Vasseur ne réagit pas. Il cherche ce que ça veut dire. Ça patine un peu, forcément, la fatigue. Il fait le tour de la question et de toutes celles qui se posent logiquement à la suite de la première. Il se tranquillise. Dans la mort d’Alex, il n’a rien à se reprocher. Toute sa physionomie répond à sa place. Il respire, se détend, croise les bras, pas un mot, juste un regard à l’horloge et puis finalement, si, il passe du coq à l’âne et demande :

— La garde à vue se termine bien à vingt heures, non ?

— Je vois que la mort d’Alex ne vous trouble pas.

Vasseur lève les yeux au plafond, comme s’il cherchait l’inspiration, ou qu’à table, on lui avait demandé de choisir entre deux desserts. Vraiment embêté, il plisse les lèvres.

— Elle me peine, si, dit-il enfin. Beaucoup même. Vous savez ce que c’est, la famille, ce sont des liens très forts. Mais que voulez-vous… C’est le problème des dépressifs.

— Ce n’est pas de sa mort, dont je vous parle, c’est de la manière dont elle est morte.

Il comprend, il approuve.

— Les barbituriques, oui, c’est terrible.
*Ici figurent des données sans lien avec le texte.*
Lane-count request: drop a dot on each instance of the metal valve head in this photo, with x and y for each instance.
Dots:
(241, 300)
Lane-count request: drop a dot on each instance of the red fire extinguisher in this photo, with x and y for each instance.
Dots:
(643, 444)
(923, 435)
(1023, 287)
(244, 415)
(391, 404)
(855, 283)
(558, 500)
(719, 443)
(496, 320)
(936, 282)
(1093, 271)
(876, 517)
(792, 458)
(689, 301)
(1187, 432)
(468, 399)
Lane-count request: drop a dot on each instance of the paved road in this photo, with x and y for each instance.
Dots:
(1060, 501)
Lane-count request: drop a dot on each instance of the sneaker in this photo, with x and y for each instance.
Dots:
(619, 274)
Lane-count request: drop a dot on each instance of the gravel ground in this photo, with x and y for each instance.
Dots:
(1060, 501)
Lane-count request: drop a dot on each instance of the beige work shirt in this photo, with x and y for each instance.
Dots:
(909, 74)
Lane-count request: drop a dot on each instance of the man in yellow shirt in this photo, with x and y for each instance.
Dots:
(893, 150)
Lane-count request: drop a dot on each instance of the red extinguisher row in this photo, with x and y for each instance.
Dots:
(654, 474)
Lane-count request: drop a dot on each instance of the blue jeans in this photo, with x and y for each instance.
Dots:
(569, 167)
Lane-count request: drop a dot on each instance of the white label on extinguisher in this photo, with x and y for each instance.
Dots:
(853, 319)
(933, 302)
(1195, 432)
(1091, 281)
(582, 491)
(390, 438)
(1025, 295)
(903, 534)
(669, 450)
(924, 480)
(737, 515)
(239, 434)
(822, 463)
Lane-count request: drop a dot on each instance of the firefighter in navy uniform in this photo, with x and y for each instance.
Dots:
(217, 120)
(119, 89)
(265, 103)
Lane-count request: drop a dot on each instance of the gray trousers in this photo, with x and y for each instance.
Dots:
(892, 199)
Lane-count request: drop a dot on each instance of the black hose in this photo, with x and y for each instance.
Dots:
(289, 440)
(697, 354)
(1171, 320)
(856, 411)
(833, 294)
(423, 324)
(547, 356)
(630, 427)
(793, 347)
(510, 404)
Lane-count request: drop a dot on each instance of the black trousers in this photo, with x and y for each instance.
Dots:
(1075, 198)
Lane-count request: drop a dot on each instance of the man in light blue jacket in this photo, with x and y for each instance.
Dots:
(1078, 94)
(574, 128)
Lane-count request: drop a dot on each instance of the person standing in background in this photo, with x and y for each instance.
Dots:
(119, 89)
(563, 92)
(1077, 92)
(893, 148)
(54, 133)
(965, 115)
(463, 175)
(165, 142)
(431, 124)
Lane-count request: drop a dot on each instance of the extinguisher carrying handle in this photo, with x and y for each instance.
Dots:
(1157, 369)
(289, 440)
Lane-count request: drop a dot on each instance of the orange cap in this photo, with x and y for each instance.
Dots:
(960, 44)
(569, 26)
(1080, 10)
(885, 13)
Elle disait qu’elle avait des problèmes de sommeil, que sans eux, elle ne pouvait pas fermer l’œil.

Il entend l’expression au moment où il la prononce, même épuisé, on sent qu’il résiste pour ne pas dire une gaudriole sur cette histoire d’« yeux fermés ». Il opte finalement pour un ton exagérément soucieux :

— Ces histoires de médicaments, ça devrait être mieux encadré, vous ne trouvez pas ? Remarquez, elle était infirmière, elle pouvait se procurer tout ce qu’elle voulait.

Vasseur devient pensif, d’un coup.

— Je ne sais pas quel genre de mort, ça provoque, les barbituriques, ça doit être assez… convulsif, non ?

— Si le sujet n’est pas ventilé à temps, dit Camille, il entre dans un coma profond, perd les réflexes de protection des voies aériennes. Il vomit dans ses poumons, il étouffe et il meurt.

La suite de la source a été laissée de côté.